In September 2014, South Africa sold its first-ever sukuk at a record low borrowing cost. The $500 million 5.75-year sukuk has been launched at a yield of 3.9 percent. Almost 60 percent of investors participating in the deal are from the Middle East. BNP Paribas SA, KFH Investment, and Standard Bank Group Ltd. reportedly arranged the sale.
Other sub-Saharan states have made or contemplated similar moves recently. In June 2014, Senegal raised $208 million through its first sukuk. Also, it has been reported that sukuk is part of Nigeria’s strategic framework through 2017. And Kenya may offer sukuk to broaden its investor base.
Islamic finance also has gained traction in North Africa, where states have introduced new regulations as they seek alternative funding. In July 2014, Tunisia passed a new law allowing the issuance of sukuk. In June 2014, Morocco’s lower house of parliament approved an Islamic banking bill. Now before the country’s upper house of parliament, the bill is being evaluated by Morocco’s Economic, Social and Environmental Council (CESE), which offered revisions in August 2014. Egypt has been keen on tapping into the sukuk market, but its sukuk law has stalled since 2013. The government reportedly plans to submit a revised draft law to the new parliament which may be elected later this year.
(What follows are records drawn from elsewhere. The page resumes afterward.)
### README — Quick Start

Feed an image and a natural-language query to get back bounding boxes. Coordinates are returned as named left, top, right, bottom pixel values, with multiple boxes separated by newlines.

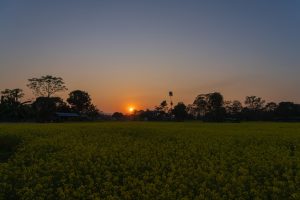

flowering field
left=0, top=122, right=300, bottom=199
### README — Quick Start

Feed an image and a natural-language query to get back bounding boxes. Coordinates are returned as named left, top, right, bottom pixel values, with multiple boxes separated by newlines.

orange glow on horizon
left=128, top=106, right=136, bottom=113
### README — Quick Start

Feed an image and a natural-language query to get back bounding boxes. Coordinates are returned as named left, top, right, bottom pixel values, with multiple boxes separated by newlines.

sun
left=128, top=106, right=135, bottom=113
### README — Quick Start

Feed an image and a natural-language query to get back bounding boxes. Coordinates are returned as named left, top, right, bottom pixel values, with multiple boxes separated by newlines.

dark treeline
left=0, top=75, right=300, bottom=122
left=0, top=75, right=101, bottom=122
left=122, top=92, right=300, bottom=122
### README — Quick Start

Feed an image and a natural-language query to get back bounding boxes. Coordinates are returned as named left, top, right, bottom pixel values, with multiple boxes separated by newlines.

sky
left=0, top=0, right=300, bottom=112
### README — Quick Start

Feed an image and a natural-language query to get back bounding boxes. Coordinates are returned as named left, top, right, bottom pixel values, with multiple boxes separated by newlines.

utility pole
left=169, top=91, right=173, bottom=111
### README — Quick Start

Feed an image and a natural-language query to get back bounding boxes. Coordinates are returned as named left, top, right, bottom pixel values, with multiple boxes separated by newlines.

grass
left=0, top=122, right=300, bottom=199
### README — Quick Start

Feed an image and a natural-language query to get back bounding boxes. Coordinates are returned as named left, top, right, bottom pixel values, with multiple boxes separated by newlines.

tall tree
left=67, top=90, right=91, bottom=113
left=245, top=96, right=265, bottom=111
left=1, top=88, right=24, bottom=104
left=32, top=97, right=68, bottom=122
left=27, top=75, right=67, bottom=98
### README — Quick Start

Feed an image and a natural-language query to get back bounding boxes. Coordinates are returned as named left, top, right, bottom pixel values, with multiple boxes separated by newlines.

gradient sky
left=0, top=0, right=300, bottom=112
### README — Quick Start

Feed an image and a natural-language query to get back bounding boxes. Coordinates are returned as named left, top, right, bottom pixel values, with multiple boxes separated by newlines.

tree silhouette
left=1, top=88, right=24, bottom=104
left=27, top=75, right=67, bottom=97
left=67, top=90, right=91, bottom=113
left=172, top=102, right=188, bottom=121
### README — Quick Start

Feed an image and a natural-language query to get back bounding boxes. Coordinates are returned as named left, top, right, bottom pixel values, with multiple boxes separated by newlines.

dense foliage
left=0, top=122, right=300, bottom=199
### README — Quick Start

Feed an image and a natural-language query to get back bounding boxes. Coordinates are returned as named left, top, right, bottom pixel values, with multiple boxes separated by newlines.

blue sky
left=0, top=0, right=300, bottom=112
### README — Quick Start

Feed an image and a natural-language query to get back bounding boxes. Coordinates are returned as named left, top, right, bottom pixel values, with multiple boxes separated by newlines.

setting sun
left=128, top=106, right=135, bottom=113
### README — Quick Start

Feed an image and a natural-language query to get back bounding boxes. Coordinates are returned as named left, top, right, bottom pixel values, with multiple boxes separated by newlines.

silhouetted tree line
left=112, top=92, right=300, bottom=122
left=0, top=75, right=300, bottom=122
left=0, top=75, right=101, bottom=122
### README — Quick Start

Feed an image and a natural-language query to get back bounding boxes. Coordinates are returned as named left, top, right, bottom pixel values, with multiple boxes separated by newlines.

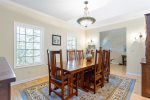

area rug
left=20, top=75, right=135, bottom=100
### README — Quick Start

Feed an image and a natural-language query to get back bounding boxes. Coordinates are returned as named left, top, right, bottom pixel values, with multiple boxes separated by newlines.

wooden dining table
left=57, top=59, right=95, bottom=94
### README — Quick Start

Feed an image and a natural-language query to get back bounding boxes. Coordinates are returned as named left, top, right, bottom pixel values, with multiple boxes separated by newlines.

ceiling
left=3, top=0, right=150, bottom=28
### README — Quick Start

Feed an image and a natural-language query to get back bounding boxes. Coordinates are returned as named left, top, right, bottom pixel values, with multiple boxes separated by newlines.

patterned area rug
left=20, top=75, right=135, bottom=100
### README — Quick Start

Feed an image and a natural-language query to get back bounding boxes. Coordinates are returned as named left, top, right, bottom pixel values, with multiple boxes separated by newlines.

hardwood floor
left=11, top=64, right=150, bottom=100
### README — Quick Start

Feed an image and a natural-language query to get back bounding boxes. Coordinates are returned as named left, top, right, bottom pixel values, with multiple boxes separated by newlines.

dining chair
left=103, top=50, right=110, bottom=82
left=47, top=50, right=78, bottom=100
left=85, top=50, right=104, bottom=94
left=67, top=50, right=76, bottom=61
left=76, top=50, right=84, bottom=59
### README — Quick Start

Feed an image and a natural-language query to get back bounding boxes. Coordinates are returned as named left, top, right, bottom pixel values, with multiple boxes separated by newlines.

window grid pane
left=16, top=26, right=42, bottom=66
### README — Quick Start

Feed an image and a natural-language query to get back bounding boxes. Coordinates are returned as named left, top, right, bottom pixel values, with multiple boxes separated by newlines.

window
left=67, top=36, right=77, bottom=49
left=14, top=23, right=43, bottom=68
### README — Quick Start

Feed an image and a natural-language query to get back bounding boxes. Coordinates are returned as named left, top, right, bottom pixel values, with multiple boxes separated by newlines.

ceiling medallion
left=77, top=1, right=96, bottom=27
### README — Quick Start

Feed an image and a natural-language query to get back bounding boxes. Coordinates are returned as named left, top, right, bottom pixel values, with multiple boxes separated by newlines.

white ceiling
left=4, top=0, right=150, bottom=28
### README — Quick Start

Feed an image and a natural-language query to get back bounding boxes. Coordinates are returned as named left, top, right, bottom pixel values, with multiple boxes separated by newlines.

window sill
left=14, top=64, right=45, bottom=69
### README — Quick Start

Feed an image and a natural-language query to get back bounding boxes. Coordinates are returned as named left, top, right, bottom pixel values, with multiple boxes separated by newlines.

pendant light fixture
left=77, top=1, right=96, bottom=27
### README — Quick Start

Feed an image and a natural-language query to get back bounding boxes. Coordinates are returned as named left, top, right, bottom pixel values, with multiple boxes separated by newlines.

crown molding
left=0, top=0, right=84, bottom=31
According to Standard & Poor’s, the use of sukuk could help diversify investors’ base for some of the projects currently underway or in development for North Africa, including renewable energy, transport infrastructure, and communications. Still, the process is expected to be gradual.
As Africa creates its own footprint in the Islamic finance sector, it may see several new investors and opportunities in the years ahead.